Answer: (b). Decimal $0.5 = 1.0 \times 2^{-1}$. The actual exponent is $-1$. The biased exponent is $-1 + 127 = 126$.
Answer: (b). A transition of $10$ represents the start of a block of 1s in the multiplier, requiring a subtraction ($A \leftarrow A - M$) before shifting.
Answer: (c). Overflow $= C_{in} \oplus C_{out}$. If $C_{in} = 1$ and $C_{out} = 0$ (or vice-versa), the XOR result is $1$, asserting overflow.
8.2 Short Answer Questions
- Define the role of the "Hidden Bit" in IEEE 754 and explain why it is not physically stored.
- Write the range of 16-bit signed integers in 2's complement and sign-magnitude.
- Explain why arithmetic right shift (ARS) is used instead of logical right shift (LSR) during Booth's algorithm.
8.3 Long Answer / Exam Questions
- Trace the Booth's multiplication algorithm step-by-step for $M = -9$ (Multiplicand) and $Q = -6$ (Multiplier) using 5-bit signed numbers.
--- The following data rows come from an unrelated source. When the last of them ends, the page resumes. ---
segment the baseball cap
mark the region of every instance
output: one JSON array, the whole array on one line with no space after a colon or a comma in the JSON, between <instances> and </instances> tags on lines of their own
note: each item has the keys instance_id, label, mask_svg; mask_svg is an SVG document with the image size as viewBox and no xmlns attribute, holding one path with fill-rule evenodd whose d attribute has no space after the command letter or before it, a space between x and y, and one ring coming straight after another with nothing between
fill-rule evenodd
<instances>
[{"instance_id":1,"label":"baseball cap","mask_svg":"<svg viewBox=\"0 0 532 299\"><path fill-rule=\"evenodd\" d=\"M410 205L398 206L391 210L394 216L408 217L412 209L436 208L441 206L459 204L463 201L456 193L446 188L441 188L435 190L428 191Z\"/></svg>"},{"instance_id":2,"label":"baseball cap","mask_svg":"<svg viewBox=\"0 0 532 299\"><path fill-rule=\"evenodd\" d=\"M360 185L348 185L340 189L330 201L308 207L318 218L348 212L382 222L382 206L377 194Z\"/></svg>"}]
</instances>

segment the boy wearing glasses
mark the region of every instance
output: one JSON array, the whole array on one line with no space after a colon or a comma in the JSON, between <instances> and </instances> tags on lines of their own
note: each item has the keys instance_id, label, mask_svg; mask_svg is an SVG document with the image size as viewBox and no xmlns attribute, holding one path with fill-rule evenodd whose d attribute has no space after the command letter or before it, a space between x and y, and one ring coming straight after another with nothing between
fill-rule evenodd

Show the trace table including A, Q, and $Q_{-1}$ at each step, and verify the final result.
- Show the complete steps of floating-point addition to calculate the sum of $A = 0.75_{10}$ and $B = 4.25_{10}$ in IEEE 754 single-precision format. Show exponent comparison, mantissa shift alignment, addition, and normalization.
8.4 Viva Voce Questions
- "What is a subnormal number in IEEE 754, and why do modern CPUs experience performance penalties when processing them?" Model Answer: A subnormal (denormalized) number is a floating-point value where the exponent field is all 0s but the mantissa is non-zero. They represent numbers extremely close to zero and use an implicit hidden bit of $0$. Many CPUs cannot process denormalized values in their fast hardware pipelines, forcing them to trap to microcode or software routines, causing a massive performance penalty.
- "Why does 2's complement subtraction not require separate subtraction logic circuits in the ALU?" Model Answer: Because $A - B$ is mathematically equivalent to $A + (-B)$. The ALU can negate the input $B$ using bitwise NOT gates and setting the carry-in ($C_0$) of the adder to $1$, allowing the standard binary adder circuit to perform the subtraction.